Looks like my initial assessment of Rationality Rules’ second attempt at transgender athletes got it right.

I just want to start this video noting a very simple fact. Whilst Stephen Woodford’s latest video is over 21 minutes long, when I accounted for arguments already refuted, the new content only amounted to just 6:34. What’s more is that said new content contains zero arguments. It’s purely him dishonestly framing his opposition and the example he asks us to keep in mind as he opens his video.

The only two arguments he makes in his video are the bait and switch I dealt in my original response. And an attempt to justify this by shirking the burden of proof, something I dealt with in my response to Woodford’s ‘Mistakes of Many’ video.

Think about that: RR had two months to research counter-arguments and strengthen his stance, and instead chose to ignore all his critics and push the same arguments. The only changes he made were to move the goalposts. As one example, the original video contained these statements:

I’m convinced that, unless quickly rectified, [the inclusion of transgender women] will quickly kill women’s sport.

I don’t want to see the day when women’s athletics is dominated by Y chromosomes, but without a change in policy that is precisely what is going to happen.

He has never acknowledged those statements in any subsequent video, nor apologized for them. By removing them from the public record, though, he makes his stance look more reasoned. Since his opponents haven’t removed their critiques, though, they look like they’re overreacting.

Add in his now-usual tactic of dishonest editing to make his opponents’ views appear weaker than they are, and the new tactic of relying on talking points from religious far-Right organizations that joke about transgender people suffering painful deaths, and Rationality Rules’ replacement video is actually worse than the original!

How could he do something like this? Easy.

[48:55] How much damage does Woodford have to do to both trans people and the secular community before those who have been sitting on their hands, claiming we need to just give him time, finally take a stand? So rather than me ending by asking you questions, I’d like to offer a request. Start questioning the various content creators in the secular community as to why they still remain silent on the subject.

Because the only way we’re going to fix the secular community is if we actually begin holding its members accountable. People have asked me to consider how my attempts to hold Woodford accountable look to outsiders. Well can you?. How can we judge religious institutions for failing to tackle internal issues, whilst we see a coordinated effort to police marginalised voices in the secular community? My actions are not what makes the secular community look bad.

Rationality Rules knows he will not be held accountable for his dishonesty and harm. The Atheist Community of Austin tried to do a mild accounting, but was forced to back off due to public backlash from the community and a few high-profile members like Matt Dillahunty and AronRa who reflexively backed RR. And among high-profile groups and individuals, that’s it.
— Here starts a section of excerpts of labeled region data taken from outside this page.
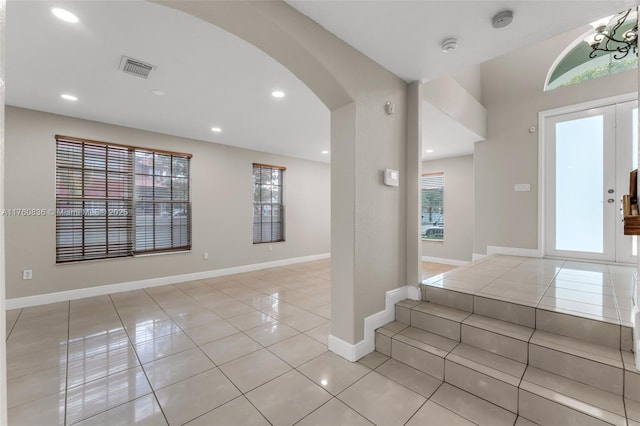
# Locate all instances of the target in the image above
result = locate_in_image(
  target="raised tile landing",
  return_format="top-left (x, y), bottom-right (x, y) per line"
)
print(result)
top-left (376, 256), bottom-right (640, 426)
top-left (422, 255), bottom-right (636, 338)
The message of the atheist/skeptic community is loud and clear: they will give your dishonesty and bigotry a pass if you’re popular enough and give the superficial appearance of caring about rational discourse. If you’re wondering why I continue to devote so much of my spare time to critiquing RR’s videos, it’s because I strongly disagree with the consensus of my community and I want it to change.
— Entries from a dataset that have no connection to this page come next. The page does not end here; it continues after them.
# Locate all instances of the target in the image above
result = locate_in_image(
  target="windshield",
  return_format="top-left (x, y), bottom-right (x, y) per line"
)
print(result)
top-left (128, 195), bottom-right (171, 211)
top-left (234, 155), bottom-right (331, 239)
I should confess, however, that if you’d asked my the “why?” question a few weeks ago, I would have instead said that I dislike it when someone promotes misinformation, doubly dislike it when that person uses their rhetorical skills to make it tougher to respond, and triply dislike it when that person shares a community with me. My own thoughts have evolved thanks to Peter/Ethel of EssenceOfThought, and the time and effort they’ve put into critiquing RR. The quotes I’ve pulled from their latest video really don’t do it justice, I strongly recommend you watch the full thing.

And while doing so, think about how you’d like this community to behave.

[HJH 2019-06-23: Added a link to Matt Dillahunty’s tweet.]

[HJH 2019-06-23: Also added a link to EssenceOfThought’s summary of what happened to the ACA immediately after publishing their original statement.]